Google search queries can be used to predict which songs will top the chart and which stocks will do well. This is an example of identifying links between two previously unstudied data sets. What about use in political campaigns??
Data commons
‘’An unaided human’s ability to process large data sets is comparable to a dog’s ability to do arithmetic, and not much more valuable.’
Most data should be made public, in order that such patterns can be identified by computers. However, this means rea data – the people publishing it should actually be attempting to explain the data to others, and acting out of willingness rather than mere compulsion.
‘Today – the data web is in its earl days. Most data is still locked up. To the extent data is shared, many different technologies are being used to do the sharing. The open data sets that are available remain mostly unconnected to each other, still living inside their separate silos.’ This is very important – perhaps the most important sentence in the book. What is such data could be combined into a single set and then read by computers??
‘Imagine having the genome of newborn children immediately sequenced, and then correlated with a giant database of public health records to determine not just what diseases they are susceptible to…but also what environmental factors might increase their susceptibility to disease. ‘Your son has an 80 per cent chance of developing heart disease in his 40s if he is sedentary in his 20s and 30s. But with 3 hours exercise per week that probability drops to 15%.’
Practical steps
Most science journals were behind paywalls (at least when Nielsen wrote the book). This is a problem, as described earlier. Scientific info should be free.

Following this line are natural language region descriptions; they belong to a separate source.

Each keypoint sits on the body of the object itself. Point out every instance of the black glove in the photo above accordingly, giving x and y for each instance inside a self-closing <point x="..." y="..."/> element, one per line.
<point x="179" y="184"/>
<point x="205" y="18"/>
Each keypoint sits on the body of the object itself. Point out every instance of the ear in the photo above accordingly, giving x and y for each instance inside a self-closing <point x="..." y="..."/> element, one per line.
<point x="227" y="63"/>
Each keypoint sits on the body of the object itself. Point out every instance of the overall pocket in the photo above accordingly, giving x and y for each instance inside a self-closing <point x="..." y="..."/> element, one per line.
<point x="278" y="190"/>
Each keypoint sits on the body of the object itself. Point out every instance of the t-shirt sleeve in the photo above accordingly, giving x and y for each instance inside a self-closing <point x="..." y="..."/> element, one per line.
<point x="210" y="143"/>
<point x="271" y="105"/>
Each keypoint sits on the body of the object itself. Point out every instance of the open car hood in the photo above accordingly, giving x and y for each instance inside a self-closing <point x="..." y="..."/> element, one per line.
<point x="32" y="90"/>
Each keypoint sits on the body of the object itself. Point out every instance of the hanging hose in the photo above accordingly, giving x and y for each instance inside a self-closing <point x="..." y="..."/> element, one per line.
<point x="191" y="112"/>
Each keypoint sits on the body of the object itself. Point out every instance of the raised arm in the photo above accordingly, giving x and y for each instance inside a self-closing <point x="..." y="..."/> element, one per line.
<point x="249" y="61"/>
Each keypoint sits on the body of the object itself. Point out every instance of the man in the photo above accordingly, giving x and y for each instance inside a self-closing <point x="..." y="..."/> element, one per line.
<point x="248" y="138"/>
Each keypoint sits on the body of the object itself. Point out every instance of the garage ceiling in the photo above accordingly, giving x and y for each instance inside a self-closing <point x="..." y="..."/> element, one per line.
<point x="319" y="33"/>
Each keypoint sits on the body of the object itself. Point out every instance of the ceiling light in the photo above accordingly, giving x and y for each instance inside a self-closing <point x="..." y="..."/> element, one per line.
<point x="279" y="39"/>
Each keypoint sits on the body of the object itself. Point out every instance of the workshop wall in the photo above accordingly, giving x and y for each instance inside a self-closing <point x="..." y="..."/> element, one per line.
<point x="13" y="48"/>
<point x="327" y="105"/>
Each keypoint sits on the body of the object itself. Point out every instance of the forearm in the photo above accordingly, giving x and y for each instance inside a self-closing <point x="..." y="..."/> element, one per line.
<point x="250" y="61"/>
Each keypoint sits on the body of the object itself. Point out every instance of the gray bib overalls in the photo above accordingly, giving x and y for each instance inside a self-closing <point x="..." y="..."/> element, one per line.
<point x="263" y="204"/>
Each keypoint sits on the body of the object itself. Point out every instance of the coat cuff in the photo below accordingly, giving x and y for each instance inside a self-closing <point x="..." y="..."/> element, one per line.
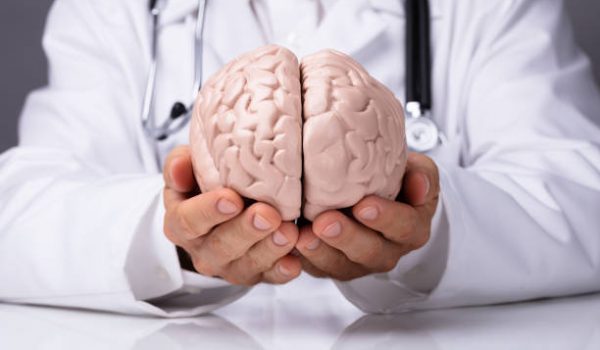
<point x="414" y="278"/>
<point x="158" y="282"/>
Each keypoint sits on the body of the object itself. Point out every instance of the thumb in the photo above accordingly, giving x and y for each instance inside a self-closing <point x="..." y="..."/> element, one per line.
<point x="178" y="172"/>
<point x="421" y="180"/>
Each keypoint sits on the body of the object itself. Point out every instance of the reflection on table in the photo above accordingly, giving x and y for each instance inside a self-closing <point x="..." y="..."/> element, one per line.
<point x="255" y="323"/>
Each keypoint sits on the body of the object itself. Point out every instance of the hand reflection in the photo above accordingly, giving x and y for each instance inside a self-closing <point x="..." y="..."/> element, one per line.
<point x="23" y="327"/>
<point x="554" y="324"/>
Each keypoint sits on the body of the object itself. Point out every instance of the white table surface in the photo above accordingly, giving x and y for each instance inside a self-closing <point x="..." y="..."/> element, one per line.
<point x="311" y="321"/>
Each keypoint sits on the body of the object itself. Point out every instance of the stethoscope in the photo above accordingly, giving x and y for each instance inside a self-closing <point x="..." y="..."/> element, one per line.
<point x="422" y="134"/>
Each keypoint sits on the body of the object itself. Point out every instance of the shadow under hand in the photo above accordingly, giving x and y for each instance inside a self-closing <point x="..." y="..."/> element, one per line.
<point x="570" y="323"/>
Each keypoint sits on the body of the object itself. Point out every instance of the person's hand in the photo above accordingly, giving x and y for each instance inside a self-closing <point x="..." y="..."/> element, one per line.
<point x="242" y="246"/>
<point x="381" y="232"/>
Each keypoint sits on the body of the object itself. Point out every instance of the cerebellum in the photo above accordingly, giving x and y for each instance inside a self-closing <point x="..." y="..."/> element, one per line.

Public Library of Science is a good example of where info has been made free. ArXiv (pronounced archive) has done this for physics preprints (ie. first drafts of journal articles. This enables people to see the latest developments in physics for free. It would be great if this were expanded to other fields.
The problem with open science is that scientists themselves have no incentive to make their data public, and lots of incentives to keep it secret. They also don’t have the time to publish online because the scientific community places greater prestige on journal articles.

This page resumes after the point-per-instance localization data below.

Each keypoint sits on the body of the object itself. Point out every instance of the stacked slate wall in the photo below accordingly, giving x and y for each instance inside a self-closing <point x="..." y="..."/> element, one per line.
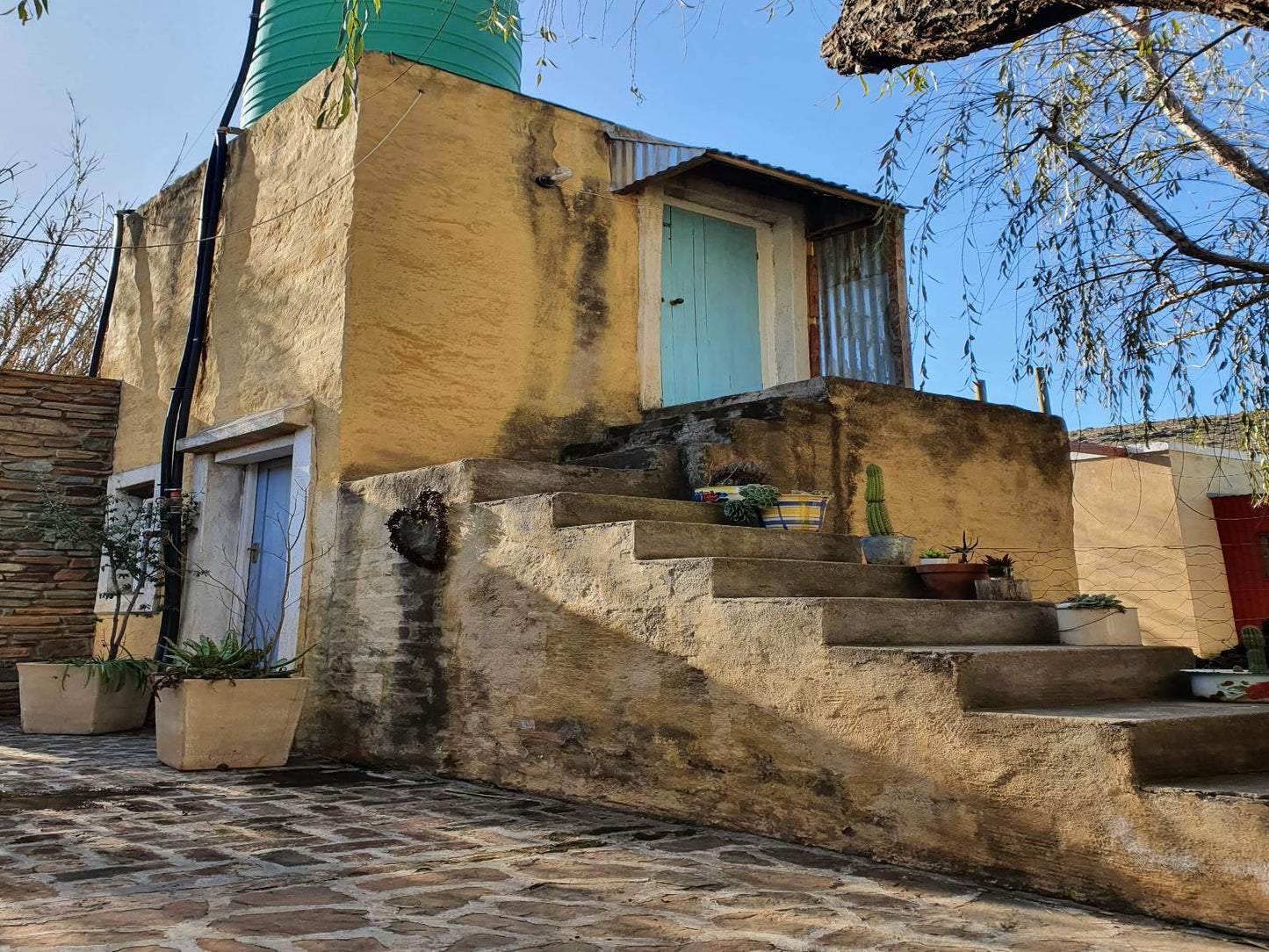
<point x="59" y="430"/>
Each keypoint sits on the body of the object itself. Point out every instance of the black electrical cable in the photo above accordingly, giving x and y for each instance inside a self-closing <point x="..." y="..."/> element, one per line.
<point x="103" y="320"/>
<point x="177" y="423"/>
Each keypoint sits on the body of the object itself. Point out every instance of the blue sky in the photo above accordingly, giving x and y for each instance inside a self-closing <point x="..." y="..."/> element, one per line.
<point x="148" y="75"/>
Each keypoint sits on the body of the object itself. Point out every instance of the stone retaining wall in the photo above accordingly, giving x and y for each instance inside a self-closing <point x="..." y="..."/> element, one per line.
<point x="61" y="430"/>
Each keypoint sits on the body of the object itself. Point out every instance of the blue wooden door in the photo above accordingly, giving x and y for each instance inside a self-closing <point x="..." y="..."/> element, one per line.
<point x="710" y="338"/>
<point x="267" y="566"/>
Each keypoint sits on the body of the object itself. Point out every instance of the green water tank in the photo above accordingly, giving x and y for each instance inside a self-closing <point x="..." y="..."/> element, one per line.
<point x="299" y="40"/>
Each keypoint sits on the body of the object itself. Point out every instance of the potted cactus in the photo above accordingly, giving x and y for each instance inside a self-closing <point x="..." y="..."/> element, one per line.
<point x="881" y="545"/>
<point x="1097" y="620"/>
<point x="955" y="581"/>
<point x="1243" y="684"/>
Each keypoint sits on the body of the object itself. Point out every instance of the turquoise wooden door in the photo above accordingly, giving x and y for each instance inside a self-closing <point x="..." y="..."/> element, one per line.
<point x="710" y="338"/>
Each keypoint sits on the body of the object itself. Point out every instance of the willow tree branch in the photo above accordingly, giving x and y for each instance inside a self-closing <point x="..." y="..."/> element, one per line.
<point x="1183" y="242"/>
<point x="882" y="34"/>
<point x="1223" y="153"/>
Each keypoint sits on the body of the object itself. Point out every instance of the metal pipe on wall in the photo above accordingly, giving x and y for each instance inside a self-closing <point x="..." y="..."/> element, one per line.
<point x="177" y="422"/>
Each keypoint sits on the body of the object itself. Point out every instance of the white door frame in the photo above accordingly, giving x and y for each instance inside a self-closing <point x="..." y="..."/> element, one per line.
<point x="782" y="299"/>
<point x="224" y="484"/>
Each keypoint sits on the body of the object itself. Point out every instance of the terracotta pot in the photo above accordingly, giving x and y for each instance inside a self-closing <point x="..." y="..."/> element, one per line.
<point x="201" y="725"/>
<point x="952" y="581"/>
<point x="61" y="698"/>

Here is how this can be fixed
1. Compulsion – make people publish data online and for free if they want scientific grants.
2. Incentives (otherwise people will just do the bare minimum to get the grants). Come up with a process in which you can easily measure online citations and store it centrally. If you publish something online, and get cited a lot, this should show up in some sort of database which people use when considering scientists for job applications etc.
3. Raise public awareness – the public needs to know the importance of open science and push scientists to abide by it.